Hamburg. Die russische Pianistin spielt im Kleinen Saal der Elbphilharmonie späte Werke von Franz Liszt – ohne Tastenglitzer und mit einem klaren Plan.

Ein ganzes Programm nur mit Klaviermusik von Liszt zu bestreiten, ist ziemlich speziell. Das muss man schon wollen. Aber auch können. Und Yulianna Avdeeva kann.

Die russische Pianistin fokussiert sich im Kleinen Saal der Elbphilharmonie vor allem auf Werke aus der späten Schaffensphase des Komponisten, in der er dem virtuosen Tastenglitzer abgeschworen hat und stattdessen eher karge Stücke schreibt. Da gebe es „keine Melodien mehr, nur noch Stimmungen“, erklärt Avdeeva in ihrer Moderation – und spürt diesen Stimmungen sensibel nach.

Mit feinem Klangsinn erkundet sie die dunklen Farben der Musik. In „La lugubre gondola“ beschwört sie das Bild einer venezianischen Trauergondel, deren Umrisse sich hinter einem Nebelschleier abzeichnen. Mit „Unstern!“ gründelt sie in tiefer Seelendüsternis. Und in den Rhythmen des „Csárdás macabre“ scheint sich bei ihr der Teufel in Ekstase zu tanzen. Ganz schön morbide, ganz schön düster, das alles.

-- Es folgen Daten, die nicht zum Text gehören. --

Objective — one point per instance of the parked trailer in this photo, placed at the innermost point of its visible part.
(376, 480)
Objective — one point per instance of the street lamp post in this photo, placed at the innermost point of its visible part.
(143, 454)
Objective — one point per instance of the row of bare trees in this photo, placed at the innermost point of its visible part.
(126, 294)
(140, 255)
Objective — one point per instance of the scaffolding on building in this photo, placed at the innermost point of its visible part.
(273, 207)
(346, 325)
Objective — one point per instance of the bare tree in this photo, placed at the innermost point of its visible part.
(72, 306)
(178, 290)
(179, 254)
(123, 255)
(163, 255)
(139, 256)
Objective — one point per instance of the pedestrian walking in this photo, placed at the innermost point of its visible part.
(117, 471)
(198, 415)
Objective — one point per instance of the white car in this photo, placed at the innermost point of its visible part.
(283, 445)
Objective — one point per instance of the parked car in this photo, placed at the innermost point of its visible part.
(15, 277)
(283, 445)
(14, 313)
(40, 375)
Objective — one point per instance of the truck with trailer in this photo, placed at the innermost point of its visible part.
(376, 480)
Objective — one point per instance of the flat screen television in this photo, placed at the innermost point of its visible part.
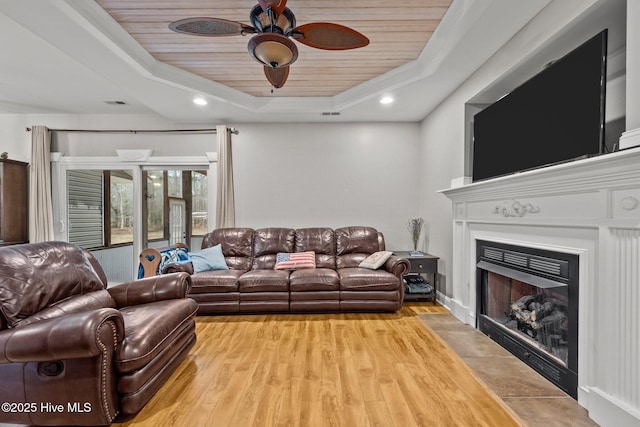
(556, 116)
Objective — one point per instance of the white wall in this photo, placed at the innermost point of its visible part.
(302, 175)
(15, 140)
(442, 132)
(328, 175)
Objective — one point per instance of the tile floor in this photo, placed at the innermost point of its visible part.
(533, 398)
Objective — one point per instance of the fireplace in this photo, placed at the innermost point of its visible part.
(528, 303)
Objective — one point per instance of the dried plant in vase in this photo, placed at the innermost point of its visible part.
(414, 225)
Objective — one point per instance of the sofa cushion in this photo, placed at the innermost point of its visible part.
(354, 244)
(75, 304)
(295, 260)
(319, 240)
(268, 242)
(215, 281)
(35, 276)
(315, 279)
(264, 281)
(149, 328)
(208, 259)
(357, 278)
(237, 245)
(375, 260)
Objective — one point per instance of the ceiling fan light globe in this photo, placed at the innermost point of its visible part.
(273, 50)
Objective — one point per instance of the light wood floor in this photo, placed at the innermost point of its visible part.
(323, 370)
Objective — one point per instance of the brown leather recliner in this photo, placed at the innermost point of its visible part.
(74, 352)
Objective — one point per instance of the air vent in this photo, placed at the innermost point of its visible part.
(542, 266)
(493, 254)
(515, 259)
(547, 266)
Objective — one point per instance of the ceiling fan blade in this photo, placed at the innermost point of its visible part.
(277, 5)
(276, 76)
(325, 35)
(212, 27)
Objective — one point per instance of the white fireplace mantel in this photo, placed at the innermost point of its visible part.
(590, 207)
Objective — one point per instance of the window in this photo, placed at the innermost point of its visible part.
(100, 206)
(199, 203)
(100, 209)
(85, 210)
(121, 207)
(155, 205)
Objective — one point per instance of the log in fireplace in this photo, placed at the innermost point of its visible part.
(528, 303)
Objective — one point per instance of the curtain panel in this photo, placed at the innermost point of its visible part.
(40, 206)
(225, 199)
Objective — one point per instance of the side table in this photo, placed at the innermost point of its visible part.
(422, 264)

Wenn Yulianna Avdeeva die Pranke auspackt – dann geht‘s nur um Musik

Nur in der Legende vom Heiligen Franziskus, der auf seinem Mantel das Meer überquert, scheint auch mal die Sonne – nachdem ein Sturm getobt hat, in dem der Flügel rauscht und donnert. Ja, Kraft hat Yulianna Avdeeva auch, und zwar nicht zu knapp, sie packt die Pranke aus, wenn es das Stück will, macht daraus aber keine Show. Ihr geht’s nur um die Musik. Und dafür hat sie einen klaren Plan.

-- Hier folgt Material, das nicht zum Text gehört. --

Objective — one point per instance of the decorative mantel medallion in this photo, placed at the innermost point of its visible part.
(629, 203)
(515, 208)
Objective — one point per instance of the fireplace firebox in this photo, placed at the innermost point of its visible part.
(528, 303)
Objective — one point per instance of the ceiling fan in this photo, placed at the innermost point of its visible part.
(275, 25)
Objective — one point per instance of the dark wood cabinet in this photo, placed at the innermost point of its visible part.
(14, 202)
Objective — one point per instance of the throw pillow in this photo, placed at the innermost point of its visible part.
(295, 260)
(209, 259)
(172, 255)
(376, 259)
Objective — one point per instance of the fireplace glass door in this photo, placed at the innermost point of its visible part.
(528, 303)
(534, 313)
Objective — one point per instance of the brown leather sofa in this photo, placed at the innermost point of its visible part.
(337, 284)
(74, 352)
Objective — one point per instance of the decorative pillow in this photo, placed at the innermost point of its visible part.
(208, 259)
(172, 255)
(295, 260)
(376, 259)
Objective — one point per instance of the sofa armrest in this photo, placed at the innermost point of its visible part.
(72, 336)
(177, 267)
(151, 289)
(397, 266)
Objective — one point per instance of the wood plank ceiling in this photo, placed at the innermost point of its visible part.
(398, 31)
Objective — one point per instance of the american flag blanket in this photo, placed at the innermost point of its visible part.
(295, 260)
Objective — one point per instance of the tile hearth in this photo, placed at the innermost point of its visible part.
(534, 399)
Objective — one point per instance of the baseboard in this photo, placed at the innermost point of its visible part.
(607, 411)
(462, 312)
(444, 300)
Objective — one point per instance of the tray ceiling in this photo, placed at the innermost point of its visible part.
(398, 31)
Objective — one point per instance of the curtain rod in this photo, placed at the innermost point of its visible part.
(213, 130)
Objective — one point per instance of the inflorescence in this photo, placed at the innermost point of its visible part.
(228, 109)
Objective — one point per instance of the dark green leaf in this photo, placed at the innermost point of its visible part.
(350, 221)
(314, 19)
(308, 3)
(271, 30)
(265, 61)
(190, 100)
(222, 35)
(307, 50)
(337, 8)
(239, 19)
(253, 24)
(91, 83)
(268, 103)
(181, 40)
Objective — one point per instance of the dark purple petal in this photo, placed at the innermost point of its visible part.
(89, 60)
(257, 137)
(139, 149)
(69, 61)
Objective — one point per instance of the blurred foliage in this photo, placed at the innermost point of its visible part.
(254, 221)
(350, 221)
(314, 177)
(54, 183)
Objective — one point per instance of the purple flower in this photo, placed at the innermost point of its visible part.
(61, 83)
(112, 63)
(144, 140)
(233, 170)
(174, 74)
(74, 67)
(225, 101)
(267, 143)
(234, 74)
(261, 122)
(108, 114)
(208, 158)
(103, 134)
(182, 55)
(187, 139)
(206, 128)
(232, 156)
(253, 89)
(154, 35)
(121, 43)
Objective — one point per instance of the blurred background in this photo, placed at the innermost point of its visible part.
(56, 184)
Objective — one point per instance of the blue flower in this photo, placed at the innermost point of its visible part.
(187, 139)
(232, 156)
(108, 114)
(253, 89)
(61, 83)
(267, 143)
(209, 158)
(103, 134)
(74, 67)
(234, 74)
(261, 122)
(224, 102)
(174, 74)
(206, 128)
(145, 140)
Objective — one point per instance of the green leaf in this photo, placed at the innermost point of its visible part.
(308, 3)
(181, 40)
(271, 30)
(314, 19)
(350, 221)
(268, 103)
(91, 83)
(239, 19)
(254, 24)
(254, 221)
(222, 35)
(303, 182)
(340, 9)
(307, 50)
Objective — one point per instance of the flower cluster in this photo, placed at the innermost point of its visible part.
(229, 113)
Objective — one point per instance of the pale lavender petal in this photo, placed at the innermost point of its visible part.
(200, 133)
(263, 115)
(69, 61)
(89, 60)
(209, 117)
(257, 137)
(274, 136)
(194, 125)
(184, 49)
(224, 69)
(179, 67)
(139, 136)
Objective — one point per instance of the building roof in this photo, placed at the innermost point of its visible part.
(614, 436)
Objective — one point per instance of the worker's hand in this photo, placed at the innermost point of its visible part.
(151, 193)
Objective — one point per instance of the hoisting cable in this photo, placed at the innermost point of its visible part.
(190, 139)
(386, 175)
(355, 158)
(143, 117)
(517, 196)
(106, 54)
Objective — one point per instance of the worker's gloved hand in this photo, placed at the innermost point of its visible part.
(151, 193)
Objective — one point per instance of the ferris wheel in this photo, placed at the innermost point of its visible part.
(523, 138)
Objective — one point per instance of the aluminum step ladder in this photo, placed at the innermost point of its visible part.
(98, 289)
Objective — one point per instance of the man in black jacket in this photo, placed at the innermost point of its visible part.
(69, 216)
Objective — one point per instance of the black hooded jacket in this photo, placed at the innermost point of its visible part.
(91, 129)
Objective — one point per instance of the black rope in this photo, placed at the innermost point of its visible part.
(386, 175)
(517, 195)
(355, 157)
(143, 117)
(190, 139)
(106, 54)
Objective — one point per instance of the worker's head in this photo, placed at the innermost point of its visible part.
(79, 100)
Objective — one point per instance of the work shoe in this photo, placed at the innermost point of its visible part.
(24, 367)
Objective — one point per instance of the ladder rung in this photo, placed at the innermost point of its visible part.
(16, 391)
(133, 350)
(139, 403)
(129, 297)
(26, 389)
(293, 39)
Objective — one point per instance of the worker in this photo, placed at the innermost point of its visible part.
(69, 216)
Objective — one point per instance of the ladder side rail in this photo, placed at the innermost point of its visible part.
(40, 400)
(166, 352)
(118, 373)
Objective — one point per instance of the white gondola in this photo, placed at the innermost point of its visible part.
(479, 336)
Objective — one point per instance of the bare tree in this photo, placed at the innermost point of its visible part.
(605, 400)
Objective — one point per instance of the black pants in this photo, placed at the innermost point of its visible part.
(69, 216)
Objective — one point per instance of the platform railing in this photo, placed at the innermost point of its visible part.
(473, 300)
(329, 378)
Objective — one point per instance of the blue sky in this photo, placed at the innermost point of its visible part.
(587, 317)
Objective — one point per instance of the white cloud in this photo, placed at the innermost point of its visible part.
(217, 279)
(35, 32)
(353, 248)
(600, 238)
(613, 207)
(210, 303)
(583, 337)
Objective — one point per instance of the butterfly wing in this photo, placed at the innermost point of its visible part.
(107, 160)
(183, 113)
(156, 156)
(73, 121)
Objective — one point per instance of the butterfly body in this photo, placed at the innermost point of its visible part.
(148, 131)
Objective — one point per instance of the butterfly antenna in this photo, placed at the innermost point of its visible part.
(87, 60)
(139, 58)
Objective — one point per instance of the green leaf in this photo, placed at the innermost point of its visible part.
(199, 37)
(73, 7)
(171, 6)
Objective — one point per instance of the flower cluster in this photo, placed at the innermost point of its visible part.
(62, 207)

Wer sich in der ersten Hälfte vielleicht etwas mehr Licht und Süße gewünscht hätte, merkt nach der Pause, dass sie das bloß aufgespart hat. Für die h-Moll-Sonate von Liszt, das Hauptwerk des Abends. Da gönnt Avdeeva sich und dem Publikum auch Phasen der Verzückung. Wenn sie eine verträumte Melodie auskostet, mit weichem Anschlag, ganz entrückt, als hätte sie alle Zeit der Welt.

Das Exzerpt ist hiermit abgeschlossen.